London

Met faces legal costs for Tasering Daniel Sylvester

Police with taser Image copyright Rui Vieira
Image caption Daniel Sylvester being Tasered made it feel like his nerves "had electricity going through" them

The Met is facing legal costs of several hundred thousand pounds after it "unreasonably" used a Taser on a man.

Daniel Sylvester, 53, was stopped three times in nine months by police.

On the second occasion, when Mr Sylvester was near his home in Edmonton Green, police used a Taser, sending him falling to the ground in agony.

A jury at Central London County Court awarded him damages of £8,200 for false imprisonment and assault.

He was also awarded the damages for post-traumatic stress disorder.

The court heard the Met's own legal costs of defending the claim are about £150,000 and that Mr Sylvester's will come to at least £250,000.

The Met would have to foot the entire bill, the judge ruled.

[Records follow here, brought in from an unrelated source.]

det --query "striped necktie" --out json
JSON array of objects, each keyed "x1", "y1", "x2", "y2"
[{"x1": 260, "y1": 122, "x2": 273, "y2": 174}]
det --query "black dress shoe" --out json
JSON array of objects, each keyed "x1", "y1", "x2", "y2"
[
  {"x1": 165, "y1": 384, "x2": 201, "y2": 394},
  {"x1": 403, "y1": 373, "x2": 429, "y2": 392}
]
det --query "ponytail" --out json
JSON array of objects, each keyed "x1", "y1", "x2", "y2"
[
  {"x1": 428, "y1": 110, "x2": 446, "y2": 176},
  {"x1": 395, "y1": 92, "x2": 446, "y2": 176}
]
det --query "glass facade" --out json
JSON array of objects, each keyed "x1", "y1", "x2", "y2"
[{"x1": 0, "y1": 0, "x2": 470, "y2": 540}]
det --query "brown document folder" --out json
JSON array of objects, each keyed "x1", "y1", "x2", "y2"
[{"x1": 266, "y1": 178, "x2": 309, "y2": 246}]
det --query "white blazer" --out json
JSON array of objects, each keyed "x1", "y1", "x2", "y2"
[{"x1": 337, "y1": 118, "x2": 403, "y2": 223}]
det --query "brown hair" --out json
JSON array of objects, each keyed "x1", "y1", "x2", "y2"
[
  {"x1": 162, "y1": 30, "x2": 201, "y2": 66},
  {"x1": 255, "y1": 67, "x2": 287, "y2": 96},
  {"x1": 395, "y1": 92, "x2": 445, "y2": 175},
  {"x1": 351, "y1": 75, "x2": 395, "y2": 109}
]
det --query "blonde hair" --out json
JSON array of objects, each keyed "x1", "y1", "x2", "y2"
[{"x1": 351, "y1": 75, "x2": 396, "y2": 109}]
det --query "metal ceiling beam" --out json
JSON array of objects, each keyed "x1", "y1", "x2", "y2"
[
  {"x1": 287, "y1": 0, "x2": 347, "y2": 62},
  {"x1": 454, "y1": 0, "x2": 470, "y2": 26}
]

The final figure will be determined at subsequent hearings.

The Met said it was giving "serious consideration" to appealing against the decision.

'Like you'll explode'

Earlier the court heard Mr Sylvester was stopped three times between 2007 and 2008 by heavily armed police.

His car, a Mercedes 4x4, used to belong to a "violent drug-dealing gangster", the court heard.

Mr Sylvester, a 29-stone (184kg) security company boss, said he was boxed in by police officers near his home who Tasered him when he got out of his car.

A Taser stun gun uses a 50,000-volt charge to incapacitate its target.

Mr Sylvester told the jury: "The pain was nothing like I have ever had before. It was like all your nerves and nerve endings have electricity going through.

"It's like you're going to explode, all through your body, from the head to the toes.

Police did not find anything during any of the searches of Mr Sylvester or the car.

He sold the vehicle after he was followed and stopped a third time in Dalston.

Judge Simon Freeland said the father-of-seven had been successful in "establishing the tort of false imprisonment" which he said was of "real constitutional importance and significance".

He added: "The deprivation of his liberty may only have lasted for a few minutes but it was strenuously denied by the police. Mr Sylvester has established that he was assaulted. In my judgment, he has established it in a very significant way."

The judge said the jury was "not satisfied" the use of the Taser was a reasonable response.

Mr Sylvester said: "I'd give one of those officers my compensation if they agreed to have done to them what they did to me, to know how it feels."